IIA-Par4 mice given αCD9 were severely thrombocytopenic, with extensive platelet-fibrin deposition in the lung. In contrast, IIA-Par4 mice had negligible thrombocytopenia or pulmonary platelet-fibrin thrombi. We observed that pharmacological inhibition of 12-LOX resulted in a significant reduction in both platelet procoagulant phenotype ex vivo, and thrombocytopenia and thrombosis in our humanized mouse model of HIT in vivo.
These data demonstrate for the first time the need for dual platelet receptor (PAR and FcγRIIA) stimulation for fibrin formation in HIT in vivo. These results extend our understanding of HIT pathophysiology and provide a scientific rationale for targeting the procoagulant phenotype as a possible therapeutic strategy in HIT.
肝素诱导的血小板减少症(HIT)是所有接受心脏搭桥手术或需要长时间暴露于肝素的个体的主要关注点。HIT 是一种危及生命和肢体的药物不良反应,免疫反应后形成超大免疫复合物,通过受体 FcγRIIA 驱动血小板激活。尽管采用抗凝剂进行标准治疗后血栓事件仍然很高,但出血并发症的风险增加。本研究旨在探讨一种治疗 HIT 的新方法。最近的报告表明,HIT 中存在促凝活性增加;然而,这些报告需要进行离体分析,其体内相关性尚不清楚。
我们使用人和小鼠模型系统研究了 HIT 中 PAR(蛋白酶激活受体)和 FcγRIIA 的协同作用。我们用一种已建立的模型 IgG 免疫复合物(抗 [α]-CD9)挑战有或没有内源性小鼠 Par4 的人源化 FcγRIIA 转基因小鼠(分别表示为 IIA-Par4 或 IIA-Par4)。此外,我们使用三重等位基因 HIT 小鼠模型,评估了 12-LOX(12[S]-脂加氧酶)抑制剂 VLX-1005 的促凝表型和治疗 HIT 的效果,该抑制剂先前已被报道可减少 FcγRIIA 和 PAR4 下游的血小板激活。

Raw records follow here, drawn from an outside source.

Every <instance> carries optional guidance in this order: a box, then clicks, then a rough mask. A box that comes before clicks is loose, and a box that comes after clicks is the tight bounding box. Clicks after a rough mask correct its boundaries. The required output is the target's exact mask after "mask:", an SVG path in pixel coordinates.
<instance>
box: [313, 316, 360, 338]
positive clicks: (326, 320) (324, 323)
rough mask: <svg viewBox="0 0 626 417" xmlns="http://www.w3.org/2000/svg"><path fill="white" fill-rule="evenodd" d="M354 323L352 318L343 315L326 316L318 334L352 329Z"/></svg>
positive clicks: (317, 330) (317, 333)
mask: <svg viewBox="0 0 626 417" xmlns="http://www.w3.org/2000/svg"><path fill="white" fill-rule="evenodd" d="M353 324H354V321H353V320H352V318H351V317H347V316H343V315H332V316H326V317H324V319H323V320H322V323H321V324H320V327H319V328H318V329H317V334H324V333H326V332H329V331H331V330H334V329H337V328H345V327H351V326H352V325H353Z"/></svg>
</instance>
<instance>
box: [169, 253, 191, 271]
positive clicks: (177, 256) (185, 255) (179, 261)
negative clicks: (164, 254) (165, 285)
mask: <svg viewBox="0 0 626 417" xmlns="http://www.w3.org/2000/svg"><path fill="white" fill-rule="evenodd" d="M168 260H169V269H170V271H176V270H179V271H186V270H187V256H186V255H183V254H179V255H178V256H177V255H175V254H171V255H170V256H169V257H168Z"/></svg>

给予 αCD9 的 IIA-Par4 小鼠严重血小板减少,肺中有广泛的血小板-纤维蛋白沉积。相比之下,IIA-Par4 小鼠的血小板减少或肺内血小板-纤维蛋白血栓则可以忽略不计。我们观察到,12-LOX 的药理学抑制导致我们的 HIT 人源化小鼠模型中体外血小板促凝表型以及血小板减少和血栓形成显著减少。
这些数据首次证明了在体内形成 HIT 中的纤维蛋白需要双重血小板受体(PAR 和 FcγRIIA)刺激。这些结果扩展了我们对 HIT 病理生理学的理解,并为靶向促凝表型作为 HIT 可能的治疗策略提供了科学依据。